La principale opposante à la sanglante guerre contre la drogue du président philippin Rodrigo Duterte a été arrêtée vendredi, mais a promis de continuer à lutter contre le « tueur en série sociopathe ».

Dans une déclaration à la presse peu avant sa reddition, la sénatrice Leila de Lima a balayé les accusations de trafic de drogue à l'origine de son arrestation.

« C'est un honneur d'être emprisonnée pour les choses pour lesquelles je me bats », a déclaré l'ancienne ministre de la Justice après une veillée au Sénat.

« Comme je l'ai dit depuis le début, je suis innocente », a ajouté celle qui fut aussi présidente de la commission philippine pour les droits de l'homme. « Ils ne pourront pas me faire taire et m'empêcher de me battre pour la vérité et la justice, contre les meurtres quotidiens et l'oppression du régime Duterte ».

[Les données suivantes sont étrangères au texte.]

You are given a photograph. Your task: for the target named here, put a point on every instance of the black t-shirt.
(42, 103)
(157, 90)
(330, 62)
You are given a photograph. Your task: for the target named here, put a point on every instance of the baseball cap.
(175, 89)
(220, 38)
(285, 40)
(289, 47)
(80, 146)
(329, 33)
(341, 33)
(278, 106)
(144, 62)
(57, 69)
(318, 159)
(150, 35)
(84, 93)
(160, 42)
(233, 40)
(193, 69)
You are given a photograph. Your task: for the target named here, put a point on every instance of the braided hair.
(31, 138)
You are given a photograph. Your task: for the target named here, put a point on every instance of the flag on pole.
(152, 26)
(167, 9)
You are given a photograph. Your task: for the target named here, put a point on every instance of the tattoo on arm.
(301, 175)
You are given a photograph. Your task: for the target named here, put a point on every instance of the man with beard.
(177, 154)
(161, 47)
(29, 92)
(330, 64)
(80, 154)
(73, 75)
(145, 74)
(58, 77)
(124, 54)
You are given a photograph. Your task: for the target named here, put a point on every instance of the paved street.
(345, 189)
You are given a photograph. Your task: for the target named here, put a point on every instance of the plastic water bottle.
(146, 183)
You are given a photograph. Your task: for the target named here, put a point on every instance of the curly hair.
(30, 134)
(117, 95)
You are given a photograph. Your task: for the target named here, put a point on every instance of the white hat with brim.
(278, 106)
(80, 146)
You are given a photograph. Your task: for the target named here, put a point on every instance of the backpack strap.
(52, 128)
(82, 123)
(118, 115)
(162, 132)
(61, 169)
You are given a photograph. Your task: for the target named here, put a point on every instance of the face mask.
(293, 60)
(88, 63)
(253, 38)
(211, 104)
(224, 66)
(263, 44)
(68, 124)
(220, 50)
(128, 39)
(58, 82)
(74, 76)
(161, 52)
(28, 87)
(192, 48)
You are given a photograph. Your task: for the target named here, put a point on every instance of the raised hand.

« Il ne fait aucun doute que notre président est un meurtrier et un tueur en série sociopathe », a-t-elle affirmé par ailleurs dans une vidéo de 10 minutes postée sur sa page Facebook.

Leila de Lima, 57 ans, s'était réfugiée jeudi soir au Sénat après avoir échappé à la police qui avait tenté de l'arrêter à son domicile.

Elle s'est rendue dans la matinée à des policiers armés revêtus de gilets pare-balles qui l'ont emmenée dans un centre de détention pour célébrités au sein du siège de la police nationale.

« Harcèlement politique »

Les cellules y sont spartiates, mais nettement plus confortables que celles des prisons philippines surpeuplées.

Des poursuites avaient été lancées contre elle la semaine dernière, au motif qu'elle aurait monté un réseau de trafic de drogue lorsqu'elle était ministre sous l'ex-président Benigno Aquino.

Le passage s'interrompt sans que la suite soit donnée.